Rally on Sproul Plaza supports affirmative action

More than 100 students from UC Berkeley and Oakland High School gathered on Sproul Plaza at noon today to protest in support of restoring affirmative action.

Students marched from Sproul Plaza and went around Memorial Glade and gathered again on Sproul chanting slogans and holding banners that read “Defend Affermative Action and Integration; Stop the Re-segregation of Higher Education.”

The Coalition to Defend Affirmative Action, Integration and Immigrant Rights and Fight for Equality By Any Means Necessary, which has filed a federal lawsuit to overturn Proposition 209, which banned affirmative action in the state of California, organized the protest.

“Oppressed communities are uniting and fighting to gather and telling the truth about racism and inequality,” said Yvette Felarca, an English and History teacher at Martin Luther King Middle School in Berkeley and a spokesperson for BAMN.

The proposition laid the groundwork for more attacks on higher education for students, such as tuition hikes, said Felarca.

“We need the leaders from Oakland, and we need the leaders from UC Berkeley fighting together,” she added.

Since voters approved the proposition in 1996, the numbers of Latino, black, Native American and other underrepresented minority students attending the UC’s flagship universities have declined precipitously, the organization’s website states.

According to UC Berkeley admissions data, 342 black students were admitted in fall 2011, constituting 3.4 percent of the admitted class.
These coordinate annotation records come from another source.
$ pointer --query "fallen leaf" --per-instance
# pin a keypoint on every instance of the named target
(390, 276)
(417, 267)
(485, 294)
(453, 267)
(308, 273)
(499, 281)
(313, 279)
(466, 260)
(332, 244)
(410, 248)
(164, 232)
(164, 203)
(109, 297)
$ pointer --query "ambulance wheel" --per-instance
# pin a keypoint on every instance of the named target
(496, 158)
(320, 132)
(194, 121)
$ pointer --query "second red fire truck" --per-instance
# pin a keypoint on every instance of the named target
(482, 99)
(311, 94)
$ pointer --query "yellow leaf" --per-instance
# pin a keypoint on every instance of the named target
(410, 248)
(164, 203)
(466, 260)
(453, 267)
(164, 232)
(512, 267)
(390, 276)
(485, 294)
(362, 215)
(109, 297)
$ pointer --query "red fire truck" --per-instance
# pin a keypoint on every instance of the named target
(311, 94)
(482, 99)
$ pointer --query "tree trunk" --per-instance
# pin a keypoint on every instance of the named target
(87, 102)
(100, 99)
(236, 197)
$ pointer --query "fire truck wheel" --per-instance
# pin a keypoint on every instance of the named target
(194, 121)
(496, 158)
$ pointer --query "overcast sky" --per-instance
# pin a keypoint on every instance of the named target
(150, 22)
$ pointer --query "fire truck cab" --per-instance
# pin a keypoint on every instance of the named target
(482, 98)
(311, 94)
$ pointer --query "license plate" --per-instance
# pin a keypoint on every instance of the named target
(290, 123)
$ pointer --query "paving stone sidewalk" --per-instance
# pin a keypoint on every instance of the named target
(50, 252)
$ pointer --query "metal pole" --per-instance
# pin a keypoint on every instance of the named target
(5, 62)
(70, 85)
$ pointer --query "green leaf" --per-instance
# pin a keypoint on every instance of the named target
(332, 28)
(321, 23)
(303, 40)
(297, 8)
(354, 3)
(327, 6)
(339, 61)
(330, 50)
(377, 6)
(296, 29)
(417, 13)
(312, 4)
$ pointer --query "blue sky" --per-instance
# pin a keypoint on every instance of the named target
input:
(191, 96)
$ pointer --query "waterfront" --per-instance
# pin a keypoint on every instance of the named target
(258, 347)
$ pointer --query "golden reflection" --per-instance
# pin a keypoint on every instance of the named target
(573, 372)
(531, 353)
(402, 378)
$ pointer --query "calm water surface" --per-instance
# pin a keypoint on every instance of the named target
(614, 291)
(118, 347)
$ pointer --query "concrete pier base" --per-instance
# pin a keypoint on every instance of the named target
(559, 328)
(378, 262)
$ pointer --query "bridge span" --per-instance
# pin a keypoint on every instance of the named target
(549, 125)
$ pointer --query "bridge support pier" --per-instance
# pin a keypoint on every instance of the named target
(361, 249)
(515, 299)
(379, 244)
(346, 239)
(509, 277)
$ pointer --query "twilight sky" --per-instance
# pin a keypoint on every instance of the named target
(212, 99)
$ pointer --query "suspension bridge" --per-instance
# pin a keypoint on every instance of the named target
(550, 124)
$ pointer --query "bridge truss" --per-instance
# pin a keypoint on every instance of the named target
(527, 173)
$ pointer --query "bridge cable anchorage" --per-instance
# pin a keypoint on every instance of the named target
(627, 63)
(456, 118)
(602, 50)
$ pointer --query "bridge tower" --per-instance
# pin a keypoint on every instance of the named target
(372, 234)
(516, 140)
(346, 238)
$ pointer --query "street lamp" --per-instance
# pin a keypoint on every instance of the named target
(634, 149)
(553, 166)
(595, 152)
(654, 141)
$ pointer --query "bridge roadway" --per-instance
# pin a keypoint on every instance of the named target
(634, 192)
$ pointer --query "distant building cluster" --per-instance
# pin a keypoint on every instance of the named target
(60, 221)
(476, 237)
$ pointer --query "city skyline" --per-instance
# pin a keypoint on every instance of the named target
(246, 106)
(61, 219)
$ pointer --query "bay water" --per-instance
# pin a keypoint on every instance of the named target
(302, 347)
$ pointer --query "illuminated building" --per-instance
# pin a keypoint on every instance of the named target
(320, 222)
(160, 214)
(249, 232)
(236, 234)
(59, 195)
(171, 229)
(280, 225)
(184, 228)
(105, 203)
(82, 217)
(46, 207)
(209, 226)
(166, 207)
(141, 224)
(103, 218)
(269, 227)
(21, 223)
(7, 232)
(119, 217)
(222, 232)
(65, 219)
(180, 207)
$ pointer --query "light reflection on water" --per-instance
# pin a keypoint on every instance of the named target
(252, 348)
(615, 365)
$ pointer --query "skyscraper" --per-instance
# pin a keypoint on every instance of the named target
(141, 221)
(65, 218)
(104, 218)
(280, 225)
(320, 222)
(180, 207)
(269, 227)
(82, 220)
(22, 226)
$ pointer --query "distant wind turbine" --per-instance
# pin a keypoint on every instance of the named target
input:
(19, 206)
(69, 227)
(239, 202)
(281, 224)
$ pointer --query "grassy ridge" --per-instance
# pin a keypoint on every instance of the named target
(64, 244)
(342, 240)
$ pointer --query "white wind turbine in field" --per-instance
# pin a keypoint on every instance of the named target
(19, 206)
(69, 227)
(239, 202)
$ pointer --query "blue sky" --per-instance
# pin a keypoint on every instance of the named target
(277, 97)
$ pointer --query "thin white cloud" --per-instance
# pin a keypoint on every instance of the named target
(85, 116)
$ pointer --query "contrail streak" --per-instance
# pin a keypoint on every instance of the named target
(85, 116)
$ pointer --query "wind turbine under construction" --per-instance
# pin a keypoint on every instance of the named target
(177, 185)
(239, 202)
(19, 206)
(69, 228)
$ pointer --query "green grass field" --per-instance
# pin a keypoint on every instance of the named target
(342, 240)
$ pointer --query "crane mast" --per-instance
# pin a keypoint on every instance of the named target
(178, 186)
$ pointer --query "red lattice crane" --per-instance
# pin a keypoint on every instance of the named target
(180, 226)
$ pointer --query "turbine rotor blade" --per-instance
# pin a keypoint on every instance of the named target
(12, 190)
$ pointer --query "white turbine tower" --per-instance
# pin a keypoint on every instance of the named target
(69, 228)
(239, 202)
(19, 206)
The number represents a 7.2 percent increase from fall 2010 and an 11 percent increase from fall 2007, when 308 black students were admitted.

The frustration and anxiety are understandable but the methods of protest are “more detrimental than helpful just because of the connotation that these types of protests have,” said UC Berkeley junior Francisco Luna, who was observing the protest. “I think it was more effective in the ’60s because it was new … It might be time to adopt a different way to protest.”

The protesters dispersed around 1 p.m.